Feydy et al reported in a 20 year old boy with acromegalic gigantism and hypogonadism (Feydy et al. 1997). Excessive growth hormone widened this patient’s physis and hypogonadism prevented closing of his physis. Macia-Villa et al, reported in a 47 year old woman with history of 6 years corticosteroid use and a severe vitamin D deficiency (Macía-Villa, Sanchez-Lite, and Medina-Luezas 2016).

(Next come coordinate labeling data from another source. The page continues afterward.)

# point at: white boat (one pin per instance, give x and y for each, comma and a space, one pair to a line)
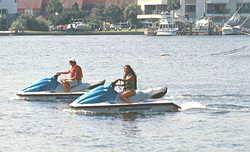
49, 89
231, 30
233, 25
105, 100
167, 28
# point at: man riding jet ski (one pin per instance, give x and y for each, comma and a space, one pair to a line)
129, 83
52, 88
75, 76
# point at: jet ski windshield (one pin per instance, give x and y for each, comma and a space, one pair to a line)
46, 84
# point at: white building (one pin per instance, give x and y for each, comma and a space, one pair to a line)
8, 7
152, 9
195, 9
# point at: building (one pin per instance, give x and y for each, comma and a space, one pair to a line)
31, 7
67, 4
120, 3
195, 9
8, 7
152, 9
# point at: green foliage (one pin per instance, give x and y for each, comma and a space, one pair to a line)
17, 25
26, 22
113, 13
54, 7
63, 16
130, 13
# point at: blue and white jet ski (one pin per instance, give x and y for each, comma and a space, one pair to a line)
104, 99
49, 89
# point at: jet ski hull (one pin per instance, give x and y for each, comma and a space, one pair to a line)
139, 107
56, 95
49, 96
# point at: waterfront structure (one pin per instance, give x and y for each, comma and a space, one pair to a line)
152, 9
31, 7
8, 7
218, 9
194, 9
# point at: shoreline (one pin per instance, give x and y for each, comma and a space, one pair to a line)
30, 33
62, 33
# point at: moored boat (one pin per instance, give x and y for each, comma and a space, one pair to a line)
167, 28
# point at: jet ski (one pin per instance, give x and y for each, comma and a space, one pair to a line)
49, 89
105, 99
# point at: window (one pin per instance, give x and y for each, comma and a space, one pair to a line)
219, 8
3, 11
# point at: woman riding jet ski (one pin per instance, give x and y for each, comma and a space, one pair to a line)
105, 99
129, 83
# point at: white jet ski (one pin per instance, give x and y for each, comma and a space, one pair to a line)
49, 89
105, 100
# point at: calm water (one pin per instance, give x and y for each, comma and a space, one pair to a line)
199, 71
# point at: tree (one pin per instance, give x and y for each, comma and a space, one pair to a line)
17, 25
54, 6
114, 14
75, 8
26, 22
131, 12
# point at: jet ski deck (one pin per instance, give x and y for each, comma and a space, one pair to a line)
139, 107
49, 96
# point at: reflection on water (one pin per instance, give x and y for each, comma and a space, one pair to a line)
209, 75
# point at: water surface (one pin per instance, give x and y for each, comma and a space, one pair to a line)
210, 71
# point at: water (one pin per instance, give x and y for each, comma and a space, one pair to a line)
208, 76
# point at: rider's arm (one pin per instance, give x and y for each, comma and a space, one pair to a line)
65, 72
128, 78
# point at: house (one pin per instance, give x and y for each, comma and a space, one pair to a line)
219, 9
67, 4
8, 7
152, 9
31, 7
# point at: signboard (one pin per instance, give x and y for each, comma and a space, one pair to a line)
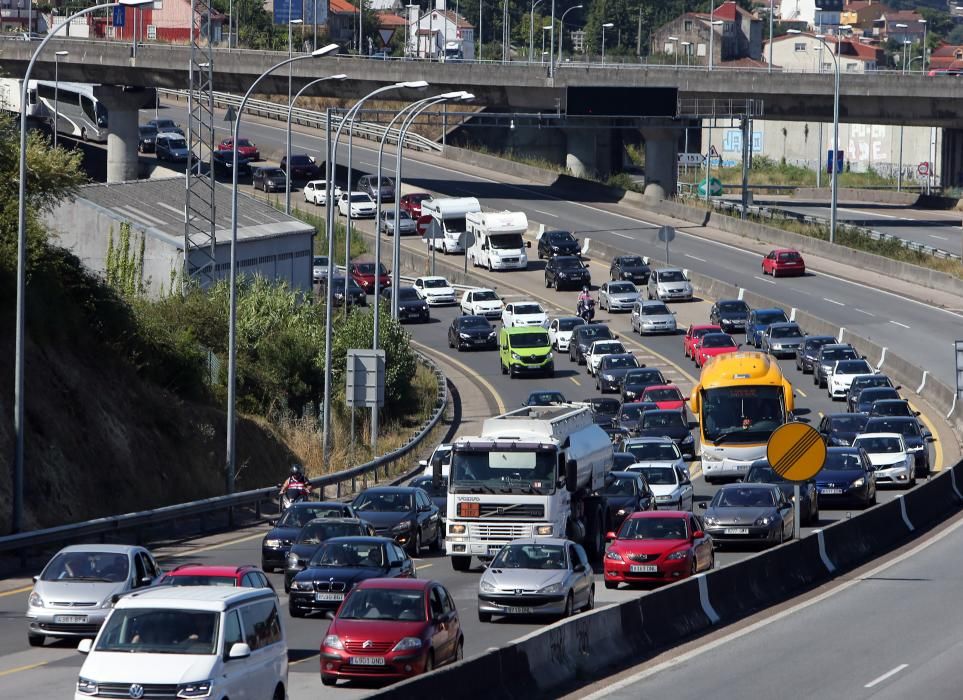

The presentation of SCFE in an adult is an exceeding rare circumstance. While there have been other cases of SCFE in adults reported in the literature, we hope to add our experience.

Conclusion:

While SCFE is classically found in adolescents, it can be found in older patients as long as the physis is open. An open physis in adults is exceedingly rare and should immediately trigger an endocrine consultation in conjunction with surgical treatment. When endocrine disorders are discovered, careful thought should be given to prophylactically pinning the contralateral side, especially if there is question whether the patient will be compliant with monitoring for a contralateral SCFE and compliant with the endocrine treatment. The cause of our 31 year old patient’s delayed physeal closure was concluded to be the result of hypogonadism secondary to severe hypothyroidism. Due to the endocrine nature and cognitive impairment in this patient, there was a question of whether he would be compliant with his follow up. Therefore we decided to prophylactically pin his contralateral hip. The literature would have supported close follow up because none of the other 7 authors reported a contralateral slip.